In a similar vein, the libertarian “choose-your-own-adventure” ethos of the techno-chattering classes is sharply undercut by Madrigal’s insight about social media. The structures with which we are presented not only shape our behaviour, but put our practices to ends we may not desire or even be aware of. As we are told endlessly that social media is all about authenticity and self-expression, the data shows something else. When sharing is a record of our likes, reading habits and connections—i.e. the basis of marketing—our online life and our identities as consumers become inextricable. This is the unavoidable present of the internet: a structure in which the individual is always subject to forces at odds with the rhetoric of the web’s most ardent defenders.
It is nonetheless vital to keep in mind that one view of technology does not cancel out the other. It is always both things at the same time: free speech and harassment, the choice of the free market and exploitation. The point is not that new technology, anonymity or social media is simply bad, or even that once-pure ideals are now corrupted.
Quite to the contrary, the point is that any structure so shot through with the ideals of democracy and capitalism was always bound to do these things: to exacerbate the harassment of the vulnerable and concentrate power amongst wealthy entities like corporations, just as it would expand the possibilities for expression, learning and commerce.
But strangely, what the Internet has done a great job of revealing in the last week is that the freedom we so valorize—the same freedom that underpins real progress like advances in human rights—is the same concept by which people’s lives are also made worse.

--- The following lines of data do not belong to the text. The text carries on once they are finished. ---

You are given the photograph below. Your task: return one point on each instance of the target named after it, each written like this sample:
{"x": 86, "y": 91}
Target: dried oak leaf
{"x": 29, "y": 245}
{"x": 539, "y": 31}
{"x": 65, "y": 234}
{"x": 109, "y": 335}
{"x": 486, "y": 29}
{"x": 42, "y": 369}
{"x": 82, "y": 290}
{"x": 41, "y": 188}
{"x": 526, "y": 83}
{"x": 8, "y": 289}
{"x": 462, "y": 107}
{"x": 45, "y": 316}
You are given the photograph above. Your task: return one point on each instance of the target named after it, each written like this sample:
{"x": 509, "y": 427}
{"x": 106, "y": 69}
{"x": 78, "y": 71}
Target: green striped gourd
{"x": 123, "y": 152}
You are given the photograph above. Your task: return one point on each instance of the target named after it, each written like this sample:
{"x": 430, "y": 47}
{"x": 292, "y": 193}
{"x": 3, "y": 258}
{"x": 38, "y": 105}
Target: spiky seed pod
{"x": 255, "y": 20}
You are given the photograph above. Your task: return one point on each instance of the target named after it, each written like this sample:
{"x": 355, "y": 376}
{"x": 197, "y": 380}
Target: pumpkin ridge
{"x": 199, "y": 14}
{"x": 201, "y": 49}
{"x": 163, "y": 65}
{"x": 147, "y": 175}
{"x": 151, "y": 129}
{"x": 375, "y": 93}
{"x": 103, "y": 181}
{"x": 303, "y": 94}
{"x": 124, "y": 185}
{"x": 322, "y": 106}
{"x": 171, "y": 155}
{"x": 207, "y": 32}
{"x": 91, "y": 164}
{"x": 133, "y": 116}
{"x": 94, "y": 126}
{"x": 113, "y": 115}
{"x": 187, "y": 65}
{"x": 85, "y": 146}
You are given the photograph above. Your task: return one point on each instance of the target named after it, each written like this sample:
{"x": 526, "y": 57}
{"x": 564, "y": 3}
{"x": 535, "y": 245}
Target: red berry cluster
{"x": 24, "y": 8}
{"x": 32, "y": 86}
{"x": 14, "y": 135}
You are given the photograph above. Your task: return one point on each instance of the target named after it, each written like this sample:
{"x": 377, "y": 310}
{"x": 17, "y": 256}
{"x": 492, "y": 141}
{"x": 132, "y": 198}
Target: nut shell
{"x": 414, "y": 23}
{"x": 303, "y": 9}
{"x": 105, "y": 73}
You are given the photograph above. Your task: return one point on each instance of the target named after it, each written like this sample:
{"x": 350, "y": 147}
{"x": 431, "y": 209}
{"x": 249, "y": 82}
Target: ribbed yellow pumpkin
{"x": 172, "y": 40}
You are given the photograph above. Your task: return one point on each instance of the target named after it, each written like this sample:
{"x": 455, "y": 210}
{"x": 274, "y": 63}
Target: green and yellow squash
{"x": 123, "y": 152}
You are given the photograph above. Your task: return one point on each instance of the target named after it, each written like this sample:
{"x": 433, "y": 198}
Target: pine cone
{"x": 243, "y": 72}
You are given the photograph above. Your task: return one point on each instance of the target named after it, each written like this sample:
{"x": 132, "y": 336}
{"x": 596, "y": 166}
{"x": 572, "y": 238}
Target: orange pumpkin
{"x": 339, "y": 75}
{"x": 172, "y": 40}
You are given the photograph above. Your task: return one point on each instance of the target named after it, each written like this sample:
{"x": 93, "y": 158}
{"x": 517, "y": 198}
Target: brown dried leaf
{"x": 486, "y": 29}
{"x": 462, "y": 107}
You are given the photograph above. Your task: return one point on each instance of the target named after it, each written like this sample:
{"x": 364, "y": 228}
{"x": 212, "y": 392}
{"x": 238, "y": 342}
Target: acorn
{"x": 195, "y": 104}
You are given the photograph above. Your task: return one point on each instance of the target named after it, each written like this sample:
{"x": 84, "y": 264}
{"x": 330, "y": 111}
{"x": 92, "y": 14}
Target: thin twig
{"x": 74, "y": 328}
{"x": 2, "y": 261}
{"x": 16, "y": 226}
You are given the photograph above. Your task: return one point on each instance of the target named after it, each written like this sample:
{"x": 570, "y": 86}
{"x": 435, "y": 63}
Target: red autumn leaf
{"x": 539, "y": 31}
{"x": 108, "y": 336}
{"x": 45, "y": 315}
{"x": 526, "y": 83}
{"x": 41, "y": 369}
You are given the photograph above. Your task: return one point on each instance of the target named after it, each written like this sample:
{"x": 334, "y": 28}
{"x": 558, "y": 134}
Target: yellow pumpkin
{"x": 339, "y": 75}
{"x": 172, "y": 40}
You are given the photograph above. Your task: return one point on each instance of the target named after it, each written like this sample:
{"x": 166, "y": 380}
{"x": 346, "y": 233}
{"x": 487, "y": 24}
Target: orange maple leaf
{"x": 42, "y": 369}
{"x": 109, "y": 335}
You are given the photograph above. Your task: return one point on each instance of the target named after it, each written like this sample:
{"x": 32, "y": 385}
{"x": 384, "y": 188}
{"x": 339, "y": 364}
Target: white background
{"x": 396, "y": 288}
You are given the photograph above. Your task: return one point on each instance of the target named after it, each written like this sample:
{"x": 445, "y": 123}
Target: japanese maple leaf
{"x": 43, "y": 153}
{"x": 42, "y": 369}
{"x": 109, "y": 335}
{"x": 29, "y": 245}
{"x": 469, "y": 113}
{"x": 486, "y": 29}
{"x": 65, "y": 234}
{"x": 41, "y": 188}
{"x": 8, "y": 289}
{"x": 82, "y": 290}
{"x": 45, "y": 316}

It is “freedom,” after all, that tells racial minorities that their poverty is their own fault. It is freedom that encourages the idea that “she shouldn’t have dressed like that.” It is freedom that makes the rich tell the poor they simply need to work harder, systemic injustices be damned. And it is the discourse of freedom that allows these ideas to be propagated online under a view of liberty that only focuses on one half of an equation—the other side of which is the fundamental material fact of inequality.
So here we are at the limits of what a certain ideology can do, on a medium that best crystallizes how that ideology works, for better and worse. The concepts on which western liberal democracies were founded are responsible for immense, almost incomprehensible change, much of which is inarguably and self-evidently good. But they are now being used to defend practices and beliefs that are just as self-evidently bad, whether discrimination and hatred hidden under the banner of ‘equality,’ or the corporatization of all spaces regardless of public good.
What Chen and Madrigal have helped make clear (once again) is that simply making things free isn’t enough. Creating a space for something like ‘freedom’ to flourish means enforcing oddly anti-freedom-sounding things: limits, rules, regulations, and consequence. That is one, immediate option to combat this false argument about unfettered freedom online. But much more terrifying and hopeful, this paradoxical sitiuation could mean something quite different: that the example of the web will show us that the system that has served us so well for so long is now, finally, on the wane—and that it is time for a way of doing things that is radically, almost unthinkably new.